Although this move brings the biggest lenders in the country at par with each other, taking a home loan from an HFC can make more sense for someone looking for higher funding. Banks, governed by RBI, are permitted to lend up to 80 per cent of the property value. HFCs, regulated by National Housing Bank, take into consideration the stamp duty and registration cost while calculating the total cost of the property. In Maharashtra, where stamp duty and registration is around six per cent, this can be a significant amount.
Probably, that’s why HFCs have been gaining home loan market share over banks. “Today, the share of HFCs is 37-38 per cent. It used to be around 27 per cent a decade ago. The single product focus also helps, as it allows us to give better service,” says Ashwini Kumar Hooda, deputy managing director, Indiabulls Housing Finance.

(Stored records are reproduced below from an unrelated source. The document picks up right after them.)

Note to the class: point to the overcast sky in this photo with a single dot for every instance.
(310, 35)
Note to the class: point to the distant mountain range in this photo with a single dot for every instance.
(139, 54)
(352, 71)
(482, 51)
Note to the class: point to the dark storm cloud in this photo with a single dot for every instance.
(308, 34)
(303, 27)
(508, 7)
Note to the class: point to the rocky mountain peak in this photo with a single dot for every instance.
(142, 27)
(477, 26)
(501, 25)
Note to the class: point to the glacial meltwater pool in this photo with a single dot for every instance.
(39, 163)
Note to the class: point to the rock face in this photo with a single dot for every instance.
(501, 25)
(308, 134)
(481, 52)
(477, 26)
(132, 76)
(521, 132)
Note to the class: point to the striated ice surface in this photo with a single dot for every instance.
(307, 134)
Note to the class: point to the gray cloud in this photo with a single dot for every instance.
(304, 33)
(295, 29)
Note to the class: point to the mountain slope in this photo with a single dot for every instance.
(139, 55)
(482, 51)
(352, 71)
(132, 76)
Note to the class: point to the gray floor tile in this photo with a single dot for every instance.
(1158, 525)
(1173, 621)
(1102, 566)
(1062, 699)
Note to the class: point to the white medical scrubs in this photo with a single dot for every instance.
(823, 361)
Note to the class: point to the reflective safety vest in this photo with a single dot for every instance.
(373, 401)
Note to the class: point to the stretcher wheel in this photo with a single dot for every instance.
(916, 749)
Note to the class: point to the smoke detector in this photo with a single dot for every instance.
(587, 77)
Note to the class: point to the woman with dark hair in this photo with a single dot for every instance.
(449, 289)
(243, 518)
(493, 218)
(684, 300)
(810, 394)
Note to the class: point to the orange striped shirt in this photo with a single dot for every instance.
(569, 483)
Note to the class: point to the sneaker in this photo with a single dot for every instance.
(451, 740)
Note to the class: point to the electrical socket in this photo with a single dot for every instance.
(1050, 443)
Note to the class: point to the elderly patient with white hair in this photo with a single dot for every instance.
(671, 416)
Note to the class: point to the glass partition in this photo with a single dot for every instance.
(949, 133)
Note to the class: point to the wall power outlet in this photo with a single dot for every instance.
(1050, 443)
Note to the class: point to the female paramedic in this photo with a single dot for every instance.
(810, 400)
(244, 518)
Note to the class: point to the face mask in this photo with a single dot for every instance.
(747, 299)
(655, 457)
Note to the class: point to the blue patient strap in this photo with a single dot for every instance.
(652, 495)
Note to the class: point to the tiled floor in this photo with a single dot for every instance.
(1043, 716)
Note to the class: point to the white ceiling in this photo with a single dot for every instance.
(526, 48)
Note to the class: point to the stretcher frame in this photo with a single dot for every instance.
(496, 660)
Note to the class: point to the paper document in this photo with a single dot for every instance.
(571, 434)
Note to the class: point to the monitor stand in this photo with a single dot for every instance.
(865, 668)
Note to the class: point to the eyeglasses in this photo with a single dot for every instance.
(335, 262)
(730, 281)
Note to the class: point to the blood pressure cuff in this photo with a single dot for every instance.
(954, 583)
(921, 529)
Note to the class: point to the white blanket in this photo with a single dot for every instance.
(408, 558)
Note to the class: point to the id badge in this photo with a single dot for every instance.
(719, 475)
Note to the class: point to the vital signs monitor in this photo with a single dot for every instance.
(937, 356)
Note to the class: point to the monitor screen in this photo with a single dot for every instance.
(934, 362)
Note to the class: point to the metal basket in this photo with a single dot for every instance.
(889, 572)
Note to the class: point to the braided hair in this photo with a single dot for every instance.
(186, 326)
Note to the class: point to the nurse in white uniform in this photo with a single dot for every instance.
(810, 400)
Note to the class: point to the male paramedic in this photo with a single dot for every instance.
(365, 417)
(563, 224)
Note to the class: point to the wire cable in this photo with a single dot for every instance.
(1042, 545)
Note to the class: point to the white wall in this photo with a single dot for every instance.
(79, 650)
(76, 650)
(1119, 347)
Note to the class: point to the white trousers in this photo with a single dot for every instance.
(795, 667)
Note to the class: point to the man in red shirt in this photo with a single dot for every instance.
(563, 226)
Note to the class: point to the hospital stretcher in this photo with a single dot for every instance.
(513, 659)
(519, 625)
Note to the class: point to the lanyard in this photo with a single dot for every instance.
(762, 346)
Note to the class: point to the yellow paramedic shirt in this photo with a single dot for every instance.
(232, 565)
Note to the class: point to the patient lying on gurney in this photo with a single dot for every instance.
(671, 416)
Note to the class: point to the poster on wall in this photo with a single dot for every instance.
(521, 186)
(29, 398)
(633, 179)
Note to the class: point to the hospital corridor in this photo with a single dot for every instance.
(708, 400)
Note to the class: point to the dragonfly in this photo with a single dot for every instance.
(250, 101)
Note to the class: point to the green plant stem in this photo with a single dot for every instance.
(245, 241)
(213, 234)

Here’s how a home loan between banks and HFCs vary. If a borrower is opting for a property that costs Rs 50 lakh and approaches a bank, the lender will give up to Rs 40 lakh. An HFC, on the other hand, will add the stamp duty and registration cost of around Rs 3 lakh to the property value and can disburse a loan of up to Rs 42.4 lakh. This is six per cent more than what a bank would lend.
Of course, this will increase the borrower’s equated monthly instalment (EMI). If a person takes a loan of Rs 40 lakh for 20 years, at the current interest rates, the EMI works out to be Rs 38,336. If the loan amount increases to Rs 42.4 lakh, the difference will be Rs 2,300 a month. Over a 20-year period, the interest outgo will be higher by Rs 3,12,000. The difference will be higher as the loan value increases.
HFCs are best suited for someone who wants to borrow a higher amount of loan and wants to contribute less from his/her own pocket. If a person was to buy a Rs 50-lakh property and opt for a bank loan, his/her equity will be around Rs 13 lakh (including Rs 3 lakh for stamp duty and registration). In case of HFCs, the outgo reduces by Rs 2.4 lakh or 18.5 per cent.
Gaurav Khurana, founder and director of Dialabank, says HFCs are also flexible when it comes to evaluating business income, eligibility, and credit scores. “When it comes to service, banks are way ahead. Once you take a housing loan from banks and maintain a relationship, getting other loans and products get easier.”